Jason Ostrom has helped over 225 organizations mature their Cyber Security programs by identifying business risks and improving their readiness for security incidents. Jason has prior experience in IT network consulting, including Network Administration, Programming, System Administration, and security programming experience. Jason also has extensive experience with penetration testing and is a SANS Institute Community Instructor, teaching SANS 560 Network Penetration Testing & Ethical Hacking.

More About Jason


Jason has used his extensive experience to help clients solve a variety of security problems impacting their respective businesses. He helped a solution manufacturer raise their DoD STIG metrics to above 95% for all assessed products, including development of Python hardening scripts that protected federal assets. He coded a Python vulnerability management program that automatically provided remediation timeliness and metrics for closing security issues.
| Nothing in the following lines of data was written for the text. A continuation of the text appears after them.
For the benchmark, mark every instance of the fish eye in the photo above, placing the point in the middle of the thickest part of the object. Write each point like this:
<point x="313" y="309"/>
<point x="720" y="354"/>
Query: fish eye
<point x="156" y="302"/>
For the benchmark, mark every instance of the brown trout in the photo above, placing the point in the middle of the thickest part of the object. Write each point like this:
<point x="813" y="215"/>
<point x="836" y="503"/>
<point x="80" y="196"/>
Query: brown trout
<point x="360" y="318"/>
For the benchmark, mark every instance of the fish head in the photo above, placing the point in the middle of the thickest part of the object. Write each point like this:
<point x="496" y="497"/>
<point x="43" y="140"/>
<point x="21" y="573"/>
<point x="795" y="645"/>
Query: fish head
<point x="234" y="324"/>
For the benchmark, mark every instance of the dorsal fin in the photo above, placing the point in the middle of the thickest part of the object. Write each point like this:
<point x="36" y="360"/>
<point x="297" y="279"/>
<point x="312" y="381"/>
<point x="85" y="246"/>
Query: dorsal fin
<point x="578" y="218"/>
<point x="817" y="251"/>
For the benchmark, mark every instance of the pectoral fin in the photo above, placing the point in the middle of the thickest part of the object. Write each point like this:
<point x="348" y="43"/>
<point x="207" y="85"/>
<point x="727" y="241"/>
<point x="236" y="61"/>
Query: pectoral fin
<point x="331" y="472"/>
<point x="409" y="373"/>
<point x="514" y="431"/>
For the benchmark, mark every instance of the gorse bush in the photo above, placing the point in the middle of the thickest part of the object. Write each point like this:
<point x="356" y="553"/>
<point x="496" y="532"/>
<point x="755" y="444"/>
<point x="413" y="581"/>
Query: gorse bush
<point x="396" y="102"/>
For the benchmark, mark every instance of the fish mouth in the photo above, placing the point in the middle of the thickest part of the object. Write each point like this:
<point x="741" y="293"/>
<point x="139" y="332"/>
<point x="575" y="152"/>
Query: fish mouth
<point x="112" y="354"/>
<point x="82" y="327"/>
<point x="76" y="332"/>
In a client-authorized penetration test, he found a 0-day vulnerability (CVE-2016-2783) in a networking platform that was ethically disclosed to the vendor. He is the author of the "VoIP Hopper" network infrastructure pen testing tool, which is included in the popular Kali Linux distribution.

Jason has extensive experience distilling security issues and presenting them to target audiences, including C-Suite and board, and has been quoted in media outlets such as Network World and Wired Magazine. Jason has spoken at many high-profile security events such as DefCon and ShmooCon. He has been invited by federal agencies, SANS Institute (Pentest Summit) and Forrester Research to speak on application security. Jason currently holds the CCIE Security certification (including CCNA, CCDA, CCNP, CCSP) and GCIH, GCFA, GPEN, GWAPT certifications. He earned an M.S. in Information Security from James Madison University, and his B.A. from the University of Michigan.